The concept revolves around using a comma-separated value (CSV) file to manage security group settings, which offers a streamlined approach to deploying security groups via Terraform. This not only facilitates a centralized GitOps deployment model but also caters to security analysts less familiar with Terraform, simplifying their operational workflow.

Over the weekend, I spent some time to design and develop this solution. The journey was not without its challenges which required some creative problem-solving and experimentation. As I believe fellow DevOps engineers can benefit from this approach, it motivated me to document and share my insights in this blog post.

To enhance the post's readability, I'll explain concepts using code snippets. You'll find the fully runnable Terraform configurations in the accompanying GitHub repository, with each step/section conveniently highlighted. Ready to embark on this mini journey towards a CSV-based solution for security group management? Let's dive right into the design and implementation!

Defining the solution requirements

The main goal of the solution is to provide a simpler way of managing AWS security groups (and specifically the rules) with a CSV file instead of Terraform variables and configuration. Here are some specific requirements to ensure flexibility of the solution:

  • Use a single CSV file to manage all security groups of the Terraform stack.

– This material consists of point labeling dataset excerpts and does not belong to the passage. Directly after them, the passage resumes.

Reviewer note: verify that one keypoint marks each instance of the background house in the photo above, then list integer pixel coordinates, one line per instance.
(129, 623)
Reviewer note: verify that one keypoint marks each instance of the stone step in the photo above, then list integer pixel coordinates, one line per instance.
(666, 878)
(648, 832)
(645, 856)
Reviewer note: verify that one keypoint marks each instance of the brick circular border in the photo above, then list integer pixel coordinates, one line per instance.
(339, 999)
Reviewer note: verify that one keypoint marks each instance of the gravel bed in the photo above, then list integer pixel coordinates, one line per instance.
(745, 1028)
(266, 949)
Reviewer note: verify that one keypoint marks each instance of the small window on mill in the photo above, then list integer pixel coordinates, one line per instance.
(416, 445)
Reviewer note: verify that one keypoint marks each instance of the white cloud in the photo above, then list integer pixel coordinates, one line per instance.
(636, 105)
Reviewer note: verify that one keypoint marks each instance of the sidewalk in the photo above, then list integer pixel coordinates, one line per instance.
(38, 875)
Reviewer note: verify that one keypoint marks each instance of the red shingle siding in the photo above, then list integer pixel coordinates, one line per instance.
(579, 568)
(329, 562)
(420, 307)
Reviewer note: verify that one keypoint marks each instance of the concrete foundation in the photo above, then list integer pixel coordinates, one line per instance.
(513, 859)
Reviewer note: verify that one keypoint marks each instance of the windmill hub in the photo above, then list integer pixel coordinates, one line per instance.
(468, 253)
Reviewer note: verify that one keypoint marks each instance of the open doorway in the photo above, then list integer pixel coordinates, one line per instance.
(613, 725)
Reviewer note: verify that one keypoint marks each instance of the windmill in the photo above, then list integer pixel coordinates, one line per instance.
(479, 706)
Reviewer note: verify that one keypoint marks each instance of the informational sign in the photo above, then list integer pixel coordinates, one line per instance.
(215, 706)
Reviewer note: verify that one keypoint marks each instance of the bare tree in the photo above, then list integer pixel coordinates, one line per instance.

  • Support for all source/destination types - IPv4 CIDRs, IPv6 CIDRs, prefix lists, and security groups.

  • Support for dynamic values (for example, using the ID from a security group resource that is provisioned in the same Terraform configuration).

For the purpose of explaining the solution, let's consider a target workload that is a traditional three-tier Linux, Apache, MySQL, PHP (LAMP) web application running on AWS with the following architecture:

Infrastructure architecture for the example workload

To keep things simple, each security group for the resources (ALB, web server, MySQL instance) will have an egress rule that allows all outbound traffic. As for ingress rules, the requirements are as follows:

ResourceSourceProtocol and port
ALBInternet (0.0.0.0/0)TCP 443 (HTTPS)
Web serverALB (10.0.0.0/24)TCP 80 (HTTP)
MySQL instanceWeb server (10.0.1.0/24)TCP 3306 (MySQL)

As we develop the Terraform configuration in this blog post, we will focus only on creating the security group resources and a VPC resource which the security groups can be associated with. If you are interested in seeing a full solution in action, feel free to add the configuration to provision the network and workload resources at your leisure.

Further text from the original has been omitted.